Peter Goldsbrough, professor of horticulture at Purdue, says that recent well-publicized failures of biotech crops have led some people to mistakenly think that agricultural biotechnology is struggling to gain acceptance. That isn't the case, he says.
"Biotechnology has had setbacks recently," Goldsbrough says. "Flavr-Savr tomatoes, which were the best-known biotech product, were pulled from the market, and so was a virus-resistant squash. But this is not the death knell of agricultural biotechnology."
According to Goldsbrough and Martin, Flavr-Savr tomatoes failed not because of concerns over biotechnology but because of the unexpected requirements of a new product.
Introduced in 1994, the Flavr-Savr tomatoes promised the taste of home-grown tomatoes from the grocer's cooler. Typical store-bought tomatoes are picked while they are green and hard so that they will not spoil while they are shipped.
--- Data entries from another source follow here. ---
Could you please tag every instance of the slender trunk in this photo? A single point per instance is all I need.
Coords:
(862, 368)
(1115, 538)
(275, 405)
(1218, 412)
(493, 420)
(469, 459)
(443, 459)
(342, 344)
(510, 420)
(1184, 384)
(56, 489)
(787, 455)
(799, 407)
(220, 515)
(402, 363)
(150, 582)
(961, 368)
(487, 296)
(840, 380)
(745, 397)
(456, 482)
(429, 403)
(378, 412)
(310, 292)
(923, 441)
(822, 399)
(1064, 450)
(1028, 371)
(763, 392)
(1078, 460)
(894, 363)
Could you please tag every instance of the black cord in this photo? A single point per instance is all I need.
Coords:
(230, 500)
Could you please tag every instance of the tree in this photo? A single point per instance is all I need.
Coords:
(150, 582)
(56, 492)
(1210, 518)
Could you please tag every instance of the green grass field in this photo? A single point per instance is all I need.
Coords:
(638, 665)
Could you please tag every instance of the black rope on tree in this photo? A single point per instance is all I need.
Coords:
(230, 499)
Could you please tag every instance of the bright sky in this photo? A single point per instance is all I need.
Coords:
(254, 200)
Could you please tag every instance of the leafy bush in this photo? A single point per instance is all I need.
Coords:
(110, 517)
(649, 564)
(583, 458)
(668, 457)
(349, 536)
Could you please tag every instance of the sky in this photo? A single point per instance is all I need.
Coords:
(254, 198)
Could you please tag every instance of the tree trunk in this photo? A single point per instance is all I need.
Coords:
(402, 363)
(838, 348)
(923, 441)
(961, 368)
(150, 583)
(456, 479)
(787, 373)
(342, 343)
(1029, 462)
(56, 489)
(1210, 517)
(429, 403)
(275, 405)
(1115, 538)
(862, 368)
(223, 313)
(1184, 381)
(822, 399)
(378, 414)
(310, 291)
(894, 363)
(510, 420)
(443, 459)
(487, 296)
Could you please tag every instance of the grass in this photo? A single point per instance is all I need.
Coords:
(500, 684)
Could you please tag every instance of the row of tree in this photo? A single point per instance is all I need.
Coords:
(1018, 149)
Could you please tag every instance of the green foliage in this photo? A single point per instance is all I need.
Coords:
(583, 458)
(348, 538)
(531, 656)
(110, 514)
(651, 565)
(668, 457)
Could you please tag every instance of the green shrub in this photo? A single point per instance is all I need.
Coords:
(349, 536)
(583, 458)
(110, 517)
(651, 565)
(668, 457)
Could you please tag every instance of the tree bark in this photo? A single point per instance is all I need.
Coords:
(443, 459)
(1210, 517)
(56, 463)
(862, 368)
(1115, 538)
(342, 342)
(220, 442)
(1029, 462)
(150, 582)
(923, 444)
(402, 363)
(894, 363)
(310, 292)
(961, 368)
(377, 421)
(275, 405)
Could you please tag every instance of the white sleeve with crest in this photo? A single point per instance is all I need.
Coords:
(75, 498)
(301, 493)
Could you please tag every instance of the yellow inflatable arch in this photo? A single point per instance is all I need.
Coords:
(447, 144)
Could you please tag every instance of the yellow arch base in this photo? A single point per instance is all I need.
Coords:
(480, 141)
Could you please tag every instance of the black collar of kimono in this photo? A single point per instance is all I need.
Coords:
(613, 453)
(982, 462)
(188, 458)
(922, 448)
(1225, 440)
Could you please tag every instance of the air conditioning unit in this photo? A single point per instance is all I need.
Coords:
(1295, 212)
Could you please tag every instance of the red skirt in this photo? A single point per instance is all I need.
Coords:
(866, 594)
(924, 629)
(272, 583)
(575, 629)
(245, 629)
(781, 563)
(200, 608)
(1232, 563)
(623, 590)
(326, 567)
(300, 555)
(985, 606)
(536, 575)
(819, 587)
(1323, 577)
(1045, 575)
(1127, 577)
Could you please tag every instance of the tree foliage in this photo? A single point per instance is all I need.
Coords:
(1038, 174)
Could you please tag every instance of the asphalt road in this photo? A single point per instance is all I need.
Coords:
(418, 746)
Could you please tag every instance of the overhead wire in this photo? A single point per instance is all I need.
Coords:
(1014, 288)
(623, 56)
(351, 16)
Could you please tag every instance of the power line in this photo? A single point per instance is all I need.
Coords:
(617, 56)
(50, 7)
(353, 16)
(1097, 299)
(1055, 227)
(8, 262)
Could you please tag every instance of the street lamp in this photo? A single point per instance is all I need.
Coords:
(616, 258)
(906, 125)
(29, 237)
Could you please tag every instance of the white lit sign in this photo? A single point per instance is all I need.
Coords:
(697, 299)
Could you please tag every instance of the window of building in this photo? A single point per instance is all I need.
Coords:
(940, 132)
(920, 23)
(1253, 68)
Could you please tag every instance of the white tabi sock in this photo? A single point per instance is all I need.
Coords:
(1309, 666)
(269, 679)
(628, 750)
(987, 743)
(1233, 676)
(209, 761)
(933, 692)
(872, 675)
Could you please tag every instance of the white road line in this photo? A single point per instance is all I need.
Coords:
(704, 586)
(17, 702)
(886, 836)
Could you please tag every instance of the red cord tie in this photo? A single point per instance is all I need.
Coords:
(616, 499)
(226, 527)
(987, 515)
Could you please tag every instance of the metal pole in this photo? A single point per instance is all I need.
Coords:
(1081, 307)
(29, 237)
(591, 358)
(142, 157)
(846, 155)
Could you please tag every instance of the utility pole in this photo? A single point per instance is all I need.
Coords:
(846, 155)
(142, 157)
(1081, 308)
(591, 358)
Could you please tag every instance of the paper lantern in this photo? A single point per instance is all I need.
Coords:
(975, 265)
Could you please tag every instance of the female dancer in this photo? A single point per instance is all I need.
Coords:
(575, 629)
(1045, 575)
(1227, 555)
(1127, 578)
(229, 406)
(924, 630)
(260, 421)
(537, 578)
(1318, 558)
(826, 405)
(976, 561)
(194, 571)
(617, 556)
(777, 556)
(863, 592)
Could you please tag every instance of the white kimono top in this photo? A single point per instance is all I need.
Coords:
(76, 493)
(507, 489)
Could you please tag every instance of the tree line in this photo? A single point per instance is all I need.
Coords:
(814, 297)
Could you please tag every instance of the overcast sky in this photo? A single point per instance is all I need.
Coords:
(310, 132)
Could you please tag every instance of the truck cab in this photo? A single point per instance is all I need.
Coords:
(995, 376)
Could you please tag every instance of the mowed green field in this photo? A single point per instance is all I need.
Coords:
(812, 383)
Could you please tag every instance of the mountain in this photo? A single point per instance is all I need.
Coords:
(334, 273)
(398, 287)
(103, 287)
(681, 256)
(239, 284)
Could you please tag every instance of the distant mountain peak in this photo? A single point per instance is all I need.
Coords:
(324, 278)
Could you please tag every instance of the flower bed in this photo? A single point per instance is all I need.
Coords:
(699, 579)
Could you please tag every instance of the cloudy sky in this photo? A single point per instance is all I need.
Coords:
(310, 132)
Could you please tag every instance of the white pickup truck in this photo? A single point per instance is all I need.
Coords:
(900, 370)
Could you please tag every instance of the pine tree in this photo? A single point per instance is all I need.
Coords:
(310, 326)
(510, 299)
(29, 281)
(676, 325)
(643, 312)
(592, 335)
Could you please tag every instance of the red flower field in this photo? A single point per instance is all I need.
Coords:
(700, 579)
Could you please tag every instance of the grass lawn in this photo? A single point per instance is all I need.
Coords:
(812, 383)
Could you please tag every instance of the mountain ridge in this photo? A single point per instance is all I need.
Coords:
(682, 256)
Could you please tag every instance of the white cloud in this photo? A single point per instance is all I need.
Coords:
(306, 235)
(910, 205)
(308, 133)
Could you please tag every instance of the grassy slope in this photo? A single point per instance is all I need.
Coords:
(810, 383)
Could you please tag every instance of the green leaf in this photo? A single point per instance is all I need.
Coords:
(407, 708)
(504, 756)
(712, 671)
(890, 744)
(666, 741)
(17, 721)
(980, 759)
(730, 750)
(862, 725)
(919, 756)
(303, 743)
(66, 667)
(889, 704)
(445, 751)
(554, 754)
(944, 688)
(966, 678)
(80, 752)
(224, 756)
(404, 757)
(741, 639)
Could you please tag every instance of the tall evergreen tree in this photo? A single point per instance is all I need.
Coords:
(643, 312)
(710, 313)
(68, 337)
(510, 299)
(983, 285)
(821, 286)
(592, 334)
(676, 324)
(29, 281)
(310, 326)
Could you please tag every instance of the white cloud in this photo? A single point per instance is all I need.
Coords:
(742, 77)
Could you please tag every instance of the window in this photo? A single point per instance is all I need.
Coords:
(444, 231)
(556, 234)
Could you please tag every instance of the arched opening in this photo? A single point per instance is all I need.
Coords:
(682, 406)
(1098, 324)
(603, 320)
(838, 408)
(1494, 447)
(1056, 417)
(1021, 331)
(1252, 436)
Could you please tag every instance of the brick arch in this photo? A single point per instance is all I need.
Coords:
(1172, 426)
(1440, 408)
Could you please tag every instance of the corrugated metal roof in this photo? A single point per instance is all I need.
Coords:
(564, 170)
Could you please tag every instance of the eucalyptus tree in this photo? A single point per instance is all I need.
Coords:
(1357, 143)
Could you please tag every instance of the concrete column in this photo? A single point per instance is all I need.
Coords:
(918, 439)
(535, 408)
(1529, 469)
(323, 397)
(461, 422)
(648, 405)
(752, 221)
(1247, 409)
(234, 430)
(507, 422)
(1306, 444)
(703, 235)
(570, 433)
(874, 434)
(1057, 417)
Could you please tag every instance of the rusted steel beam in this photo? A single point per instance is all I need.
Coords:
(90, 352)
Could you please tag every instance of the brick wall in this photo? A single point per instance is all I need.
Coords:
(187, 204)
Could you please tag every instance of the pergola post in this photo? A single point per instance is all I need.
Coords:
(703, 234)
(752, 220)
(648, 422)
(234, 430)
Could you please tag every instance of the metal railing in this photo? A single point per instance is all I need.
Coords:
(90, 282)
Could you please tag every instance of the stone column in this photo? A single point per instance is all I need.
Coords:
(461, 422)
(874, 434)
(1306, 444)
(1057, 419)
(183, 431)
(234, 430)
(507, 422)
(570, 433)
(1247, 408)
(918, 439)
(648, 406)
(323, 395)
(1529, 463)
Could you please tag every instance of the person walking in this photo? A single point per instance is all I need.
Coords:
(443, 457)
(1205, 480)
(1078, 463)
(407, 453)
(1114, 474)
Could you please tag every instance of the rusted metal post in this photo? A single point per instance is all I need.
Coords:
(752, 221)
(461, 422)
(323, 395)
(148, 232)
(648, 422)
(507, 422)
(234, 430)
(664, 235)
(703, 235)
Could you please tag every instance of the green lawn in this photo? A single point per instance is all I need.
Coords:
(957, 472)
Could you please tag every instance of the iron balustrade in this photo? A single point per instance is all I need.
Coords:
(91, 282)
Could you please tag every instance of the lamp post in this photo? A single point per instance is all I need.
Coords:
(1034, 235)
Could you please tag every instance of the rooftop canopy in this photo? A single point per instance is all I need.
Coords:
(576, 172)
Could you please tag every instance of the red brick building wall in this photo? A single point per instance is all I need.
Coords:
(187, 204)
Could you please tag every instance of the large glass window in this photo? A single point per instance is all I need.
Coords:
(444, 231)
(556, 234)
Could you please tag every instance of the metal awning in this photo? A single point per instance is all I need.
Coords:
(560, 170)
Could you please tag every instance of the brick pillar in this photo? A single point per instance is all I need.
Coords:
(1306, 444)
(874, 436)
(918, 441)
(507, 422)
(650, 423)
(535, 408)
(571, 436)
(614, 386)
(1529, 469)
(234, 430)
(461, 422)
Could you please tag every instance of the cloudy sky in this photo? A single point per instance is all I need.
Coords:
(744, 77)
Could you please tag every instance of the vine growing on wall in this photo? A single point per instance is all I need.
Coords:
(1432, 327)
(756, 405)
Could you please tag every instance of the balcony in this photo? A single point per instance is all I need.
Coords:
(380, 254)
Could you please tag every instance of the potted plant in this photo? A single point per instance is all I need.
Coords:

The tomatoes then have their red color brought out by spraying them with the plant hormone ethylene, but they still have the lackluster flavor of unripe tomatoes.
Flavr-Savr was supposed to change that. Because it had a longer shelf-life, it could ripen on the vine and then be shipped to the supermarkets. "The problem was that they were using the same equipment to pick and ship the ripe, soft Flavr-Savr tomato has they had the hard, green tomatoes," Martin says. "The loss from damage to the crop was as much as 30 percent. By the time they tried to adapt peach-packaging equipment to handle the tomatoes, it was too late."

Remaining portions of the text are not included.